I've this problem recently and in my case I'm using a linux 64bit SO and my android studio was in a ntfs disk. Since ntfs doesn't support executable permition the file fsnotifier64 was unable to execute and android-studio fallback into a compatibility mode that is much slower. The solution was copy the android-studio folder into my home folder that was ext4 and that way i was able to set permitions.
The indexing is triggered through inotify on Linux.
There is a limit to how many directories a single user can set watches on. If your project is large, then this limit may be exceeded, and Android Studio falls back to recursive scanning mode, which is very slow.
To fix this, add this line to /etc/sysctl.conf file:
# Increase the limit for Android Studio
`fs.inotify.max_user_watches = 500000`
I struggled with this issue for almost one hour, and after that found that this is the adb connection issue, you can disconnect your device once and stops all the working adb processes. This issue may get resolved.

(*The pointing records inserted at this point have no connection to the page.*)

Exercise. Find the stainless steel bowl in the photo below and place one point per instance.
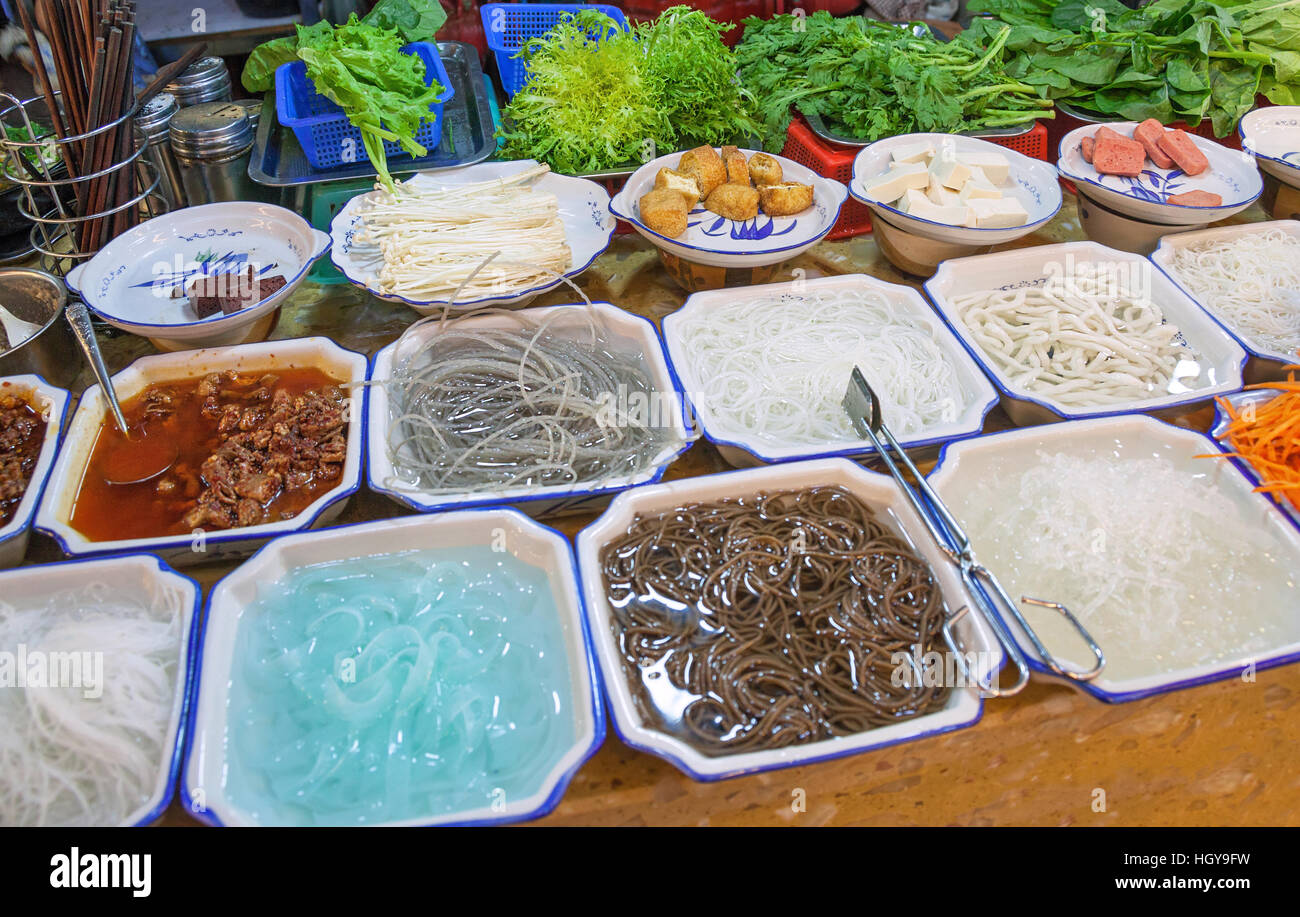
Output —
(51, 353)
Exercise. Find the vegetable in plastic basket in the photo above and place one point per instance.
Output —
(870, 79)
(598, 103)
(1170, 60)
(415, 21)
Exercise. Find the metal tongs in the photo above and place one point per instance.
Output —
(863, 409)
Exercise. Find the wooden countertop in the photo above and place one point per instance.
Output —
(1214, 755)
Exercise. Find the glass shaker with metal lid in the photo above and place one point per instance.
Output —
(207, 79)
(212, 143)
(155, 124)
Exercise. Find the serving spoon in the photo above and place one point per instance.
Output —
(135, 463)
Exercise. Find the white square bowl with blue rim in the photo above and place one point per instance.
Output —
(744, 448)
(1231, 176)
(965, 467)
(52, 405)
(56, 507)
(1164, 259)
(635, 332)
(130, 281)
(882, 494)
(148, 578)
(203, 781)
(1221, 357)
(737, 243)
(583, 208)
(1239, 401)
(1272, 134)
(1031, 182)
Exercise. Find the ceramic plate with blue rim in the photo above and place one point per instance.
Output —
(131, 282)
(1222, 420)
(55, 514)
(744, 448)
(1231, 176)
(1030, 181)
(1216, 371)
(737, 243)
(583, 207)
(966, 467)
(141, 575)
(882, 493)
(1164, 259)
(1272, 134)
(206, 773)
(557, 500)
(52, 405)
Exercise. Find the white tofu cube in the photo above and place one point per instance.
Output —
(950, 172)
(896, 182)
(941, 195)
(979, 187)
(926, 210)
(995, 167)
(914, 152)
(1001, 213)
(911, 199)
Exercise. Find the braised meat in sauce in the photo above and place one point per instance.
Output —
(252, 448)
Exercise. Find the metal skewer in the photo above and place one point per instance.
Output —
(863, 409)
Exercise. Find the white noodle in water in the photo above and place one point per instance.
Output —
(1091, 340)
(1251, 284)
(68, 758)
(434, 239)
(776, 368)
(1160, 565)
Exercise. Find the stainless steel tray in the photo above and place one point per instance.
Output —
(468, 133)
(819, 128)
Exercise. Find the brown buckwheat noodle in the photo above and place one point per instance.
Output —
(768, 621)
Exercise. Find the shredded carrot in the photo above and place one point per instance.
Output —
(1270, 441)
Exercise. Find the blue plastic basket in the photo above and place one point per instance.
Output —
(324, 130)
(508, 25)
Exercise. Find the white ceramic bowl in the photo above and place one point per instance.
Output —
(203, 782)
(1170, 245)
(1222, 357)
(1221, 423)
(56, 507)
(965, 466)
(129, 282)
(148, 578)
(1031, 182)
(633, 331)
(1272, 134)
(52, 405)
(744, 448)
(583, 207)
(879, 492)
(1231, 176)
(728, 243)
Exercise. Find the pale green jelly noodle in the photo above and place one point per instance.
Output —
(399, 687)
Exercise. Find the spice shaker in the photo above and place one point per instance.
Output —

I'm also facing this issue, I've tried almost all the methods mentioned in this post, but none of them worked. The only solution that worked for me is to upgrade Android Studio to 3.5(which is still a test version at the time of writing this answer).
This happens to me after updating the Android Gradle plugin version from (3.5.3)
to (3.6.2) and Gradle version from (5.4.1) to (5.6.4)
it solved after downgrading the plugin again
to change Android Gradle plugin version and Gradle version:
File > Project Structure > Project
In my case, it was a module circular dependency problem. It wouldn't show until I removed all the changes into all build.gradle files, then reopen it and apply the stash.